A Sermon preached at St Martin-in-the-Fields on September 27, 2015, by the Revd Dr Sam Wells

Reading for address: Numbers 11

You’re at your brother’s. You’re in the kitchen. Everyone else is out somewhere. The house is quiet. You’re sitting together at the kitchen table, each holding a cup of coffee. Your brother’s offered you biscuits, cake, sugar – anything to keep the façade of hospitality going and delay the conversation you know is coming. In the end you put your hand on his shoulder, just for a moment, as you don’t really do tenderness, and you say, as gently and patiently as you can, ‘What is it?’
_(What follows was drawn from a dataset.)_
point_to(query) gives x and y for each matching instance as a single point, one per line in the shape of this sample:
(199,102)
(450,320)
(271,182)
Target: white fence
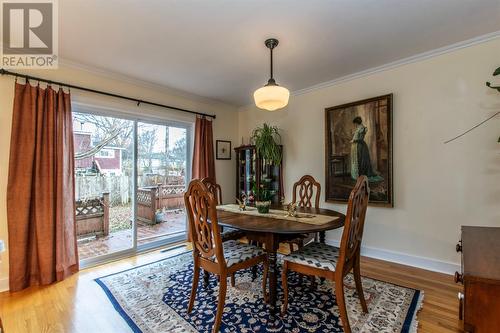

You can see he’s fighting his emotions, not used to being so intimate with you. He can’t open his mouth lest words give way to convulsive sobs and bellows of distress. So he holds a fist to his cheek, until he’s steady enough to let a handful of words slip out. ‘I just keep asking myself, why?’ And suddenly you can see it all. Everything he’s been struggling with, these last ten years. Waves of anger, when you know to keep out of his way. Strains of guilt, when he wonders if he somehow brought it all on himself. Struggles for faith, when he can’t find any purpose in the course of events. Depression that induces him to lose all sense of meaning in anything. And a creeping paralysis, a feeling of powerlessness in which he sees himself as victim with no ability to make a plan or pull himself together.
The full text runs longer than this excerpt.